Hedwig was right. There was something wild and spasmodic in his gaiety, which was far too loud and tempestuous to be natural. His mirth turned to mockery, his satire to a sneer. Then his laughter was so shrill and his eyes shone with so feverish a glow that it was almost painful to see and hear him.
Old Everard now came in, and announced that the messenger, who was going over to Brunneck, was awaiting his orders without. Fräulein Rüstow had said there was a letter she desired to send. Hedwig rose and left the drawing-room, and almost simultaneously Edmund stood up and would have followed her out, but the Countess called him back.

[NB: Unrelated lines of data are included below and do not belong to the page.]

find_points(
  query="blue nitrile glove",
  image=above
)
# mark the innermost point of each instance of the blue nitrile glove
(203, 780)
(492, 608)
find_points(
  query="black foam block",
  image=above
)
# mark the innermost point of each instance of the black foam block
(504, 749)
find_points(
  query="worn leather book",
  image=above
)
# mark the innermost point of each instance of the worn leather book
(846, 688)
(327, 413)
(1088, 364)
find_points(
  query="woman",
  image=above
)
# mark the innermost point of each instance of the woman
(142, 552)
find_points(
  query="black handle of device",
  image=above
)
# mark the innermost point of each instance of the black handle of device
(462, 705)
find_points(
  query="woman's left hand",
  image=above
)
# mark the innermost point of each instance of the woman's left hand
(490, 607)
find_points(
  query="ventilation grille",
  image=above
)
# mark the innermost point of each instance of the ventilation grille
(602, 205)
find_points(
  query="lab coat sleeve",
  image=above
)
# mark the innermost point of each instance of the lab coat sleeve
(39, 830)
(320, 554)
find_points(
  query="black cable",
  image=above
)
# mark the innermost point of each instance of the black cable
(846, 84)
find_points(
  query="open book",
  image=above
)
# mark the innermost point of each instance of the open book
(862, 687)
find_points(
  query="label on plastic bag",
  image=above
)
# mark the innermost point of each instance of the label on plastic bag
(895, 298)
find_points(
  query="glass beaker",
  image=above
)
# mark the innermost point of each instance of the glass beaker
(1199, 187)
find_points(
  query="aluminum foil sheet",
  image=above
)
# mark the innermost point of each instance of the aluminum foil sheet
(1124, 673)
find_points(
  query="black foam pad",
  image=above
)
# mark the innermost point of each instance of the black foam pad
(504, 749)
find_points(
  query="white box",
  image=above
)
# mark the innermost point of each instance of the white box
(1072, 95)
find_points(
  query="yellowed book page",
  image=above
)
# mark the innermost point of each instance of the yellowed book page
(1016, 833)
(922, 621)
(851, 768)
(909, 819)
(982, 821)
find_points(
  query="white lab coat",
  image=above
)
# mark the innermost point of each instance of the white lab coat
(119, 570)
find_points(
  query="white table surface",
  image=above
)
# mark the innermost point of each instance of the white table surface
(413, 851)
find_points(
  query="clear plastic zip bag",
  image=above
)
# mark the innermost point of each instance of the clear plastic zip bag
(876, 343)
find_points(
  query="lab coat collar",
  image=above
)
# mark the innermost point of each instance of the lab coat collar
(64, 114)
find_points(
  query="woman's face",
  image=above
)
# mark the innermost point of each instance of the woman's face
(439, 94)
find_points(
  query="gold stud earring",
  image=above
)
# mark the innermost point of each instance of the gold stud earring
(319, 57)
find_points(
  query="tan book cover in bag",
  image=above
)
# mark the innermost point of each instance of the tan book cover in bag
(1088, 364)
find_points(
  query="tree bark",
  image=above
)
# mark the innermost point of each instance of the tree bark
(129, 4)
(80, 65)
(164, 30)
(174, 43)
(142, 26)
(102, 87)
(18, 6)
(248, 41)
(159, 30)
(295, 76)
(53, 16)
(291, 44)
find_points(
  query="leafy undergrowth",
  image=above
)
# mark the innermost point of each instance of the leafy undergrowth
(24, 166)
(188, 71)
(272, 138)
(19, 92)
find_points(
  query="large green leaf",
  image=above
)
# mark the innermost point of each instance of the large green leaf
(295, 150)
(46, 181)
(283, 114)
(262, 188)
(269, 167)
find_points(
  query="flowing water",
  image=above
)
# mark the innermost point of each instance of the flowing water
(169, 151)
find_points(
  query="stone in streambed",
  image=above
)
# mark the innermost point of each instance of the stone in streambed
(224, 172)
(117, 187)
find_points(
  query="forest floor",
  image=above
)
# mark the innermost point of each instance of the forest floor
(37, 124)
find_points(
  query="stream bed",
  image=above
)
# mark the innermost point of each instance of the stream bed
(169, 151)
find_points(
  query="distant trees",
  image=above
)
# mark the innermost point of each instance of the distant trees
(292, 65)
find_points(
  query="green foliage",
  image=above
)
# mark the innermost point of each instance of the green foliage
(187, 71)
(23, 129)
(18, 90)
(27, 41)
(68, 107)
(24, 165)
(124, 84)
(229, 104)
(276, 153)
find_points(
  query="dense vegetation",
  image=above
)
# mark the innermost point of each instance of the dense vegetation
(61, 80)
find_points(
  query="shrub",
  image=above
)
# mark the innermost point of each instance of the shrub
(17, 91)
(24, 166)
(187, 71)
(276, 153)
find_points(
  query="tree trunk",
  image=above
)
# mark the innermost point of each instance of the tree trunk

'Have you anything to say to the messenger?'
'Yes, mother. I was going to send word over to Brunneck that they might reckon on our coming the day after to-morrow.'
'That is quite understood. Besides, Hedwig has repeated it in her note to her father. There is no necessity for you to add a message.'
'I obey orders, mother.'
The young Count, who had already gained the door, closed it rather reluctantly, appearing undecided as to whether he should return to his former seat or not.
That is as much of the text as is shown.